There are currently 12 known AI crawlers operated by OpenAI, Anthropic, Google, Perplexity, Meta, Apple, Amazon, ByteDance, and Common Crawl. Each crawler serves a different purpose — from training AI models to powering real-time search. Blocking the wrong crawler can remove your site from AI search results entirely. This directory covers every crawler, what it does, and whether you should allow it.

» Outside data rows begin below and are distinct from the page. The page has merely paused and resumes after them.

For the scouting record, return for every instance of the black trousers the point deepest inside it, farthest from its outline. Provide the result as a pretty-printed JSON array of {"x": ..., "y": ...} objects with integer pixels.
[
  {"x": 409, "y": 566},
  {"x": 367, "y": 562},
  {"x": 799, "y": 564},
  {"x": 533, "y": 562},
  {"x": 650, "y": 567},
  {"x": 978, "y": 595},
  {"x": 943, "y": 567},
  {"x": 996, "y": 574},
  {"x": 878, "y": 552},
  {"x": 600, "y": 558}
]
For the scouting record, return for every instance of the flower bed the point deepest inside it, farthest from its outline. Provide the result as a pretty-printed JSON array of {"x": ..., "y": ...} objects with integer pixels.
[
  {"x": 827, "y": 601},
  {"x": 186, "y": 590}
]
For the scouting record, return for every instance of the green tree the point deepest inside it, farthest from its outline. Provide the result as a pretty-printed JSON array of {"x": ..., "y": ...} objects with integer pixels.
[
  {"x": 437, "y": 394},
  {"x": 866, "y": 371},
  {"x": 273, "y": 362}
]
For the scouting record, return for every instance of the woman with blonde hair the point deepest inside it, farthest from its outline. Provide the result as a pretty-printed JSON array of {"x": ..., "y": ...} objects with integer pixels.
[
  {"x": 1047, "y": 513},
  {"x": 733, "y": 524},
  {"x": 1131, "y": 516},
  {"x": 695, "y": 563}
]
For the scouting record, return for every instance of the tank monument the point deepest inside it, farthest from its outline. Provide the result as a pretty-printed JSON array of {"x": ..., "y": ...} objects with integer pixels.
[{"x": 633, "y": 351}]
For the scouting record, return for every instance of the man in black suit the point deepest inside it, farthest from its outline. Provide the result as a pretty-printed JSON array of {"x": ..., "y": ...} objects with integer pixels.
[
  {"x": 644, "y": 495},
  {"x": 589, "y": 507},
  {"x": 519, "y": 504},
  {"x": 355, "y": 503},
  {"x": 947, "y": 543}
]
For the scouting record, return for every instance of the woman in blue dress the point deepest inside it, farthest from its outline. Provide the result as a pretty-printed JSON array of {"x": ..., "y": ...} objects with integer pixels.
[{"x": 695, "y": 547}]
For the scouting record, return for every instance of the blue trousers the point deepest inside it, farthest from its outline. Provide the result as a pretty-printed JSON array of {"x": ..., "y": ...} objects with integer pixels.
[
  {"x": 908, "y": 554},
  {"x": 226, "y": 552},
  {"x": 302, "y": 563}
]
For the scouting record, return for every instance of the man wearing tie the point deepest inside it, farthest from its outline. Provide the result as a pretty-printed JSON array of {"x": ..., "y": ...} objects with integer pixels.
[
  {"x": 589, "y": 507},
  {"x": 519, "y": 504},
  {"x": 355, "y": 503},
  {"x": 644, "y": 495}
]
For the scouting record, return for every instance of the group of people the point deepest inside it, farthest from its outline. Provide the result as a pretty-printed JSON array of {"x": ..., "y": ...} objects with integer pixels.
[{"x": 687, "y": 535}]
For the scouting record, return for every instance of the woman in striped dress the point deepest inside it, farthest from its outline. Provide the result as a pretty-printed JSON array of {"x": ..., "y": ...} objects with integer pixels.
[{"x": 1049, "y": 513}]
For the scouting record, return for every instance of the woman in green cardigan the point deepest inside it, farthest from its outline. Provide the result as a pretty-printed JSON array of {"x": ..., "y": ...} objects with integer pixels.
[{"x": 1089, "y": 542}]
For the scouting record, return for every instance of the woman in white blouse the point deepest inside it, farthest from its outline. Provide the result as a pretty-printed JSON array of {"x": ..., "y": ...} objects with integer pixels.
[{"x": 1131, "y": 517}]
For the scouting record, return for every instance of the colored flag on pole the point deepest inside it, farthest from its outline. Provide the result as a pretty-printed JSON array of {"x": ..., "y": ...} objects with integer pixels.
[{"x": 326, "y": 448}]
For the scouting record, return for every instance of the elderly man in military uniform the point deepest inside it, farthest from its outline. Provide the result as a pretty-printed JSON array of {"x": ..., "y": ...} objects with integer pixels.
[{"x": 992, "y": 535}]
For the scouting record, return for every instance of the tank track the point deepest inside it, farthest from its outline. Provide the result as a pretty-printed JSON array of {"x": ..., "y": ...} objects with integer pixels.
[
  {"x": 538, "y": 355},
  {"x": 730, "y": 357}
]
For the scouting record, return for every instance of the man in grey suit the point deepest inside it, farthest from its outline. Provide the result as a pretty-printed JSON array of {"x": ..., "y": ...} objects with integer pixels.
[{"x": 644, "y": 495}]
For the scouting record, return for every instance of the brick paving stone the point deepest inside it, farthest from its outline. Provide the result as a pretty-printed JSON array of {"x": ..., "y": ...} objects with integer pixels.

Complete AI crawler directory

Crawler	Platform	Purpose	robots.txt name	Recommended
GPTBot	OpenAI	Training data collection for GPT models	`GPTBot`	Allow (with caution)
OAI-SearchBot	OpenAI	Real-time search indexing for ChatGPT search	`OAI-SearchBot`	Allow
ChatGPT-User	OpenAI	Fetches pages when users share URLs in ChatGPT or use custom GPTs	`ChatGPT-User`	Allow
ClaudeBot	Anthropic	Training data and web retrieval for Claude	`ClaudeBot`	Allow
PerplexityBot	Perplexity	Indexing for Perplexity AI search	`PerplexityBot`	Allow
Google-Extended	Google	Training data for Gemini and AI Overviews	`Google-Extended`	Allow
GoogleOther	Google	Additional crawling for Google AI features and research	`GoogleOther`	Allow
CCBot	Common Crawl	Open training data used by many AI models	`CCBot`	Optional
Bytespider	ByteDance / TikTok	Training data for ByteDance AI models	`Bytespider`	Optional
Amazonbot	Amazon	Indexing for Alexa answers and Rufus shopping AI	`Amazonbot`	Allow (ecommerce)
FacebookBot	Meta	Crawling for Meta AI features and link previews	`FacebookBot`	Allow
AppleBot-Extended	Apple	Training data for Siri and Apple Intelligence features	`Applebot-Extended`	Allow

Understanding the three types of AI crawler

Training crawlers

These crawlers collect content to train AI models. Blocking them prevents your content from being included in future model training but does not affect current AI search results. Examples: GPTBot, Google-Extended, CCBot, Bytespider.

Search indexing crawlers

These crawlers index your content for real-time AI search. Blocking them removes your site from that platform's AI search results entirely. Examples: OAI-SearchBot, PerplexityBot, Amazonbot.

User-triggered crawlers

These crawlers fetch pages when a user specifically requests it (e.g., sharing a URL in ChatGPT). Blocking them prevents the AI from reading pages users share. Example: ChatGPT-User.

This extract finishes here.